Among its research findings, the project has (1) uncovered the last known appearance of the human ancestor Homo erectus in Africa (published in Science, 2004); (2) documented earliest evidence for the evolution of H. sapiens behaviors in East Africa (three reports published in Science, 2018); (3) studied the most precisely-dated African environmental record covering the past 1 million years (published in Science Advances, 2020); and (4) discovered a fundamental shift in ecology and mammal fauna that occurred with a major shift in technology and hominin behavior between 400,000 and 300,000 years ago (published in Science, 2018; Science Advances, 2020). 

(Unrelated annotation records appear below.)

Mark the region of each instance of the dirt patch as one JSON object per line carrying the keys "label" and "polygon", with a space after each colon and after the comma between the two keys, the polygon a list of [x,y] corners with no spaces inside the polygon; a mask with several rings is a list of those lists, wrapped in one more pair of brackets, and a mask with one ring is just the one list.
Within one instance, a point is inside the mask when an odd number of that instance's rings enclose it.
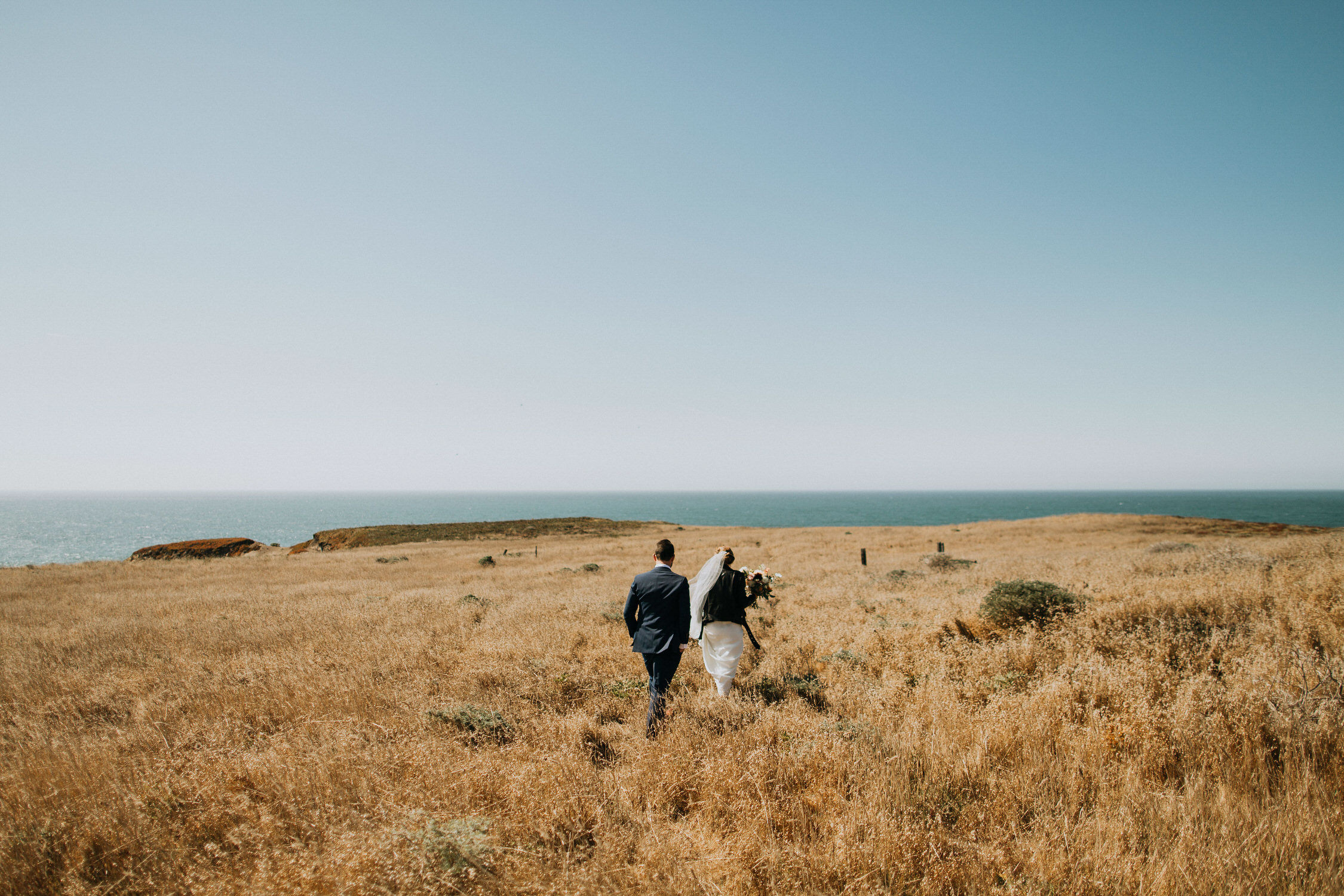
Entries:
{"label": "dirt patch", "polygon": [[265,544],[251,539],[198,539],[195,541],[173,541],[172,544],[151,544],[130,555],[132,560],[179,560],[183,557],[239,557],[253,551],[261,551]]}
{"label": "dirt patch", "polygon": [[1286,523],[1247,523],[1246,520],[1215,520],[1195,516],[1145,516],[1141,532],[1153,535],[1214,535],[1236,537],[1274,537],[1289,535],[1320,535],[1333,529],[1322,525],[1289,525]]}
{"label": "dirt patch", "polygon": [[413,541],[485,541],[496,539],[536,539],[543,535],[613,536],[634,535],[668,523],[640,520],[605,520],[594,516],[556,517],[548,520],[504,520],[499,523],[427,523],[423,525],[362,525],[351,529],[325,529],[289,549],[345,551]]}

The project integrates the efforts of ten NMNH scientists and Research Associates (R. Potts, A.K. Behrensmeyer, J.B. Clark, B. Pobiner, R. Bernor, A.S. Brooks, J.T. Faith, J. Gingerich, C. Tryon, J. Yellen); five Kenyan research scientists and students; an additional 29 scientists from 26 institutions in 6 countries; and 30 local excavation crew members. Dr. Rahab Kinyanjui represents the NMK (Department of Earth Sciences) as project co-PI. 

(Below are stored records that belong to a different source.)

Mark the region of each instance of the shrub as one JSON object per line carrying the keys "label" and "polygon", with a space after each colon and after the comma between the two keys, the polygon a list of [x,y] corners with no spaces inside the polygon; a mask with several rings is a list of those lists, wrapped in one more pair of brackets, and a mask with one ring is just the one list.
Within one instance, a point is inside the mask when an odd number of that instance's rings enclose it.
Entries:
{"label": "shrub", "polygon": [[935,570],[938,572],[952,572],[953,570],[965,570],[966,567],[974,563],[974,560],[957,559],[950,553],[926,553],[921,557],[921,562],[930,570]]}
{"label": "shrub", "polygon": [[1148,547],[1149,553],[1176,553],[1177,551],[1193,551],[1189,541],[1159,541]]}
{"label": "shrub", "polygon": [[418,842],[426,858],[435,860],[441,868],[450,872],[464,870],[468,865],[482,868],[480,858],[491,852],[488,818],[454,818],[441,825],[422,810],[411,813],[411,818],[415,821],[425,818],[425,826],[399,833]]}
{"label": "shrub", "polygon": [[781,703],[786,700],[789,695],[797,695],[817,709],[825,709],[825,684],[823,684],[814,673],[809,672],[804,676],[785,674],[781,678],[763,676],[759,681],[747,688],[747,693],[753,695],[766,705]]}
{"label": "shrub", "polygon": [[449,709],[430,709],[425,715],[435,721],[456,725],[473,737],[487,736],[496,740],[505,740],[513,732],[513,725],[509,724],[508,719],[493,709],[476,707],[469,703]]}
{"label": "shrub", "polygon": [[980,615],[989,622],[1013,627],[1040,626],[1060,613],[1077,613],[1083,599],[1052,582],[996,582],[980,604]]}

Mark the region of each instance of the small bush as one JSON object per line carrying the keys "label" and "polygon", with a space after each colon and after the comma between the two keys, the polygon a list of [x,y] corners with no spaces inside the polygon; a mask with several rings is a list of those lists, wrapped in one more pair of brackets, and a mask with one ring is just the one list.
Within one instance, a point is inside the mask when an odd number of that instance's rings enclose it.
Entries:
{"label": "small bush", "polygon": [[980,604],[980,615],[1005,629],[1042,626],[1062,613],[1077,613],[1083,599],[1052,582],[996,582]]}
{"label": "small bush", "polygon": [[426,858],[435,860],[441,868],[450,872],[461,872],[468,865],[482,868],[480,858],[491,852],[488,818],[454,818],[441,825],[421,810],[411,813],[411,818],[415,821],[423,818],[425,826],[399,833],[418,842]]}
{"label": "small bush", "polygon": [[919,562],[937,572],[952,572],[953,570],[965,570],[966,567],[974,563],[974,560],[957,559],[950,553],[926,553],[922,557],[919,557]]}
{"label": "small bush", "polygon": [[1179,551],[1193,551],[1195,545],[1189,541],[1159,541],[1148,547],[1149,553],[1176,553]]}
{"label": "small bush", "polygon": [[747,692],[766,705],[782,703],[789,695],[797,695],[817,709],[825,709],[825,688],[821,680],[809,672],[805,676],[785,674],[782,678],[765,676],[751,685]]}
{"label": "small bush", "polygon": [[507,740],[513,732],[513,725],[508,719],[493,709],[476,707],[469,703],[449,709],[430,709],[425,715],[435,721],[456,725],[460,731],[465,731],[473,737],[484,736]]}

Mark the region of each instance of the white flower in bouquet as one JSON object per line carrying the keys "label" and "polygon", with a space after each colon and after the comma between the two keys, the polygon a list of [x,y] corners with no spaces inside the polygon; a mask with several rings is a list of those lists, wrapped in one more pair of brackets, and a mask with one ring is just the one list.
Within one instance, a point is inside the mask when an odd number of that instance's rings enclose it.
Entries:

The project is supported by an MOU with the National Museums of Kenya, which (beginning 1987) established (1) the collaboration between the Smithsonian Human Origins Program and the NMK Department of Earth Sciences; (2) support for NMK staff training and infrastructure; and (3) the facilities for SI Human Origins projects (e.g., collections care; equipment storage). The MOU has supported 5 PhDs for Kenyans; 2 Masters; 20 additional NMK staff training opportunities; professional travel; transfer of collections storage units, among other areas of NMK infrastructure.  

In 2009 this project also established a partnership with the Maasai Cultural Heritage Programme, with SORALO (South Rift Association of Landowners) as the key partner, along with the Olorgesailie and Oldonyo Nyokie communities, schools, and landowners who facilitate the research and excavations on their land.